[m-rev.] for post-commit review: check for terms containing distinct vars in one place

[Zoltan Somogyi]

On 2024-05-10 14:45 +10:00 AEST, "Peter Wang" <novalazy at gmail.com> wrote:
>> @@ -7828,6 +7828,12 @@ However, variables which are in the range of a functional dependency
>>  need not appear in the signature,
>>  since it is known that their bindings will be determined
>>  from the bindings of the variables in the domain.
>> + at c XXX What about a class with two fundeps: A -> B, and B -> A.
>> + at c Both A and B are in the range of a fundep.
>> + at c The above text seems to imply that it is ok for *neither* to appear
>> + at c in the signature.
>> + at c Should we replace "since it is known that their bindings will be determined"
>> + at c with "provided that their bindings are determined"?
>>  
> 
> How about:
> 
>     Without any functional dependencies, all variables in constraints
>     must appear in the signature of the predicate or function being
>     declared.
>     However, a variable [that appears] in the range of a functional
>     dependency does not need appear in the signature *if* the variables
>     in the domain of that functional dependency do appear in the
>     signature.

I don't think that is quite right. Given functional dependencies
A->B and B->C, it is ok for only A to appear in the signature.
C does not have to appear there, even though B is not in the signature either,
because B is nevertheless determined by a type var, A, that *is* in the
signature.

We need to avoid being both too strict (ruling out the chained application of
more than one fundep, even though it is allowed, as with the {A->B, B->C} example
above) and too loose (allowing circular reasoning of the form "assuming
we know A, we can prove we know A", as with the {A->B, B->A} example
in the original text).

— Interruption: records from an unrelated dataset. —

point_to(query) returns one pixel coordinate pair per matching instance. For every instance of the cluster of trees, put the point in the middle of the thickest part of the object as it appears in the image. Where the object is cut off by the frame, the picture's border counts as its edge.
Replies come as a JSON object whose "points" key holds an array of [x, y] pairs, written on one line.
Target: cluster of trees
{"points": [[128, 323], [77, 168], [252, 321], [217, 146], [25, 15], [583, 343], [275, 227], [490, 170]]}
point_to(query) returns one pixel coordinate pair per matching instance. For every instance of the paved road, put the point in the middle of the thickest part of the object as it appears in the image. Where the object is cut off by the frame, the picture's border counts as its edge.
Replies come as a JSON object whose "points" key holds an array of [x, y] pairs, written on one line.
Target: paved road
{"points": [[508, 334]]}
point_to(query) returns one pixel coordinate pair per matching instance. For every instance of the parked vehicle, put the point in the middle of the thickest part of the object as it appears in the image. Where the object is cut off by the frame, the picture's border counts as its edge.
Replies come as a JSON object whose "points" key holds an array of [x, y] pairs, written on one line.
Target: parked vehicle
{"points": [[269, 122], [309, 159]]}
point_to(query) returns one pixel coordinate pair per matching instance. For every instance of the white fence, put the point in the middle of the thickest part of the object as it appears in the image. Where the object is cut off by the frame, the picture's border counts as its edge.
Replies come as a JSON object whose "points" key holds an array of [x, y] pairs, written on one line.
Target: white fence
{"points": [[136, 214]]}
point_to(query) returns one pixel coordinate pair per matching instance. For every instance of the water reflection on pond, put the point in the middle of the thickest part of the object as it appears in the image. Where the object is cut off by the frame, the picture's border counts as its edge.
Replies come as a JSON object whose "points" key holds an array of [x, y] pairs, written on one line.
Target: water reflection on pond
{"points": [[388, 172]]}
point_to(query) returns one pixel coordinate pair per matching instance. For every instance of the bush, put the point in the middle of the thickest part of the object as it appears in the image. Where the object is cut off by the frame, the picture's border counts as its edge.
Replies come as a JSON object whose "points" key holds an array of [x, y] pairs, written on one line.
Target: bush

It is difficult to thread the needle between these two issues.
I can't think of a way to do that using simple and short text, because I think
that what we need to describe is forward chaining: starting with a given set of type vars
from the signature, and adding to that set  by applying fundeps *whose domain
is already in that set*.

I thought we can describe things using dags, along the lines of

(1) every fundep with N type vars in its domain and M in its range defines N*M directed edges.
with each one pointing from a var in the domain to one in the range, and (2) every var that
is not in the signature must be reachable from the vars that are in the signature.

But I can't come up with a correctness argument for this description, because I have the
nagging feeling that treating a fundep such as P,Q->R as two *independent* edges,
P->R and Q->R, loses significant information. In reality, fundeps are not really
collections of edges, they are *hyperedges*. But if we use that terminology, we lose
at least 95% of our audience.

Zoltan.